RQIA recommendations
The report sets out specific recommendations for the RQIA. In the short term, it said the RQIA should consider what these findings mean for other cases included in the recall where patients have died.
The authority will also need to consider specific cases in terms of harm arising from the findings of the report and in terms of responding to the concerns with respect to the recorded cause of death for patients and discharge Duty of Candour.
In the medium and longer term, the RQIA is recommended to consider whether more attention should be given to groups of patients who were diagnosed with epilepsy and neuropathies by Dr Watt and who have died. The report also urges the RQIA to consider making it mandatory for clinicians in Northern Ireland to send a copy of outpatient clinics letters to patients, and to consider how to address the implications of a clinician working in isolation.
Reporting concerns
In the Independent Neurology Inquiry report launched earlier this year, it was revealed the General Medical Council (GMC) had given Dr Watt a five-year warning in 2006-7 but this was never communicated to his line managers.
The report said the GMC should disclose all the information about a doctor to their Responsible Officer so they can revalidate (evaluate a doctor’s fitness to practice) appropriately. It added that the GMC should hold doctors who fail to report concerns to account.
The GMC responded to the findings of the Independent Neurology Inquiry Report, saying it supports the focus on creating a culture where doctors feel able to raise concerns and learn from mistakes. They said they will assess whether they can make guidance on raising concerns more effective and will review their revalidation guidance.
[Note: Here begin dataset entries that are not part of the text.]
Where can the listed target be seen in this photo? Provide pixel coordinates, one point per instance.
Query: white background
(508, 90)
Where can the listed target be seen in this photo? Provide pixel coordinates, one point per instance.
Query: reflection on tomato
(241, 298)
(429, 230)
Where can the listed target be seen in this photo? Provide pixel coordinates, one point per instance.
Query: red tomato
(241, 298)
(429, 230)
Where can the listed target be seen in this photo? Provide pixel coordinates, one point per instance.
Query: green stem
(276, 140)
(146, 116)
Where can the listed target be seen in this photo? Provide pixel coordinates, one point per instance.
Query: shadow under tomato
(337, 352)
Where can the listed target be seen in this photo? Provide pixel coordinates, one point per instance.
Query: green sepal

Charlie Massey, Chief Executive of the General Medical Council, said:
“Mr Watt’s patients and their families have suffered harm due to his unacceptable practice. We could, and should, have done more to help identify and put a stop to it much earlier. We are determined to learn from what has happened and make improvements to guard against anything like this happening to patients and their families again.
“We are committed to taking forward the Inquiry’s recommendations for us, in collaboration with others, to better protect patients.
“In particular we fully support the Inquiry’s focus on creating a culture within the Northern Ireland Health and Social Care service where doctors feel able to raise concerns. It is through strong and effective leadership that organisations develop cultures that support staff to speak up and openly learn from mistakes.”
The full report is available on the RQIA website.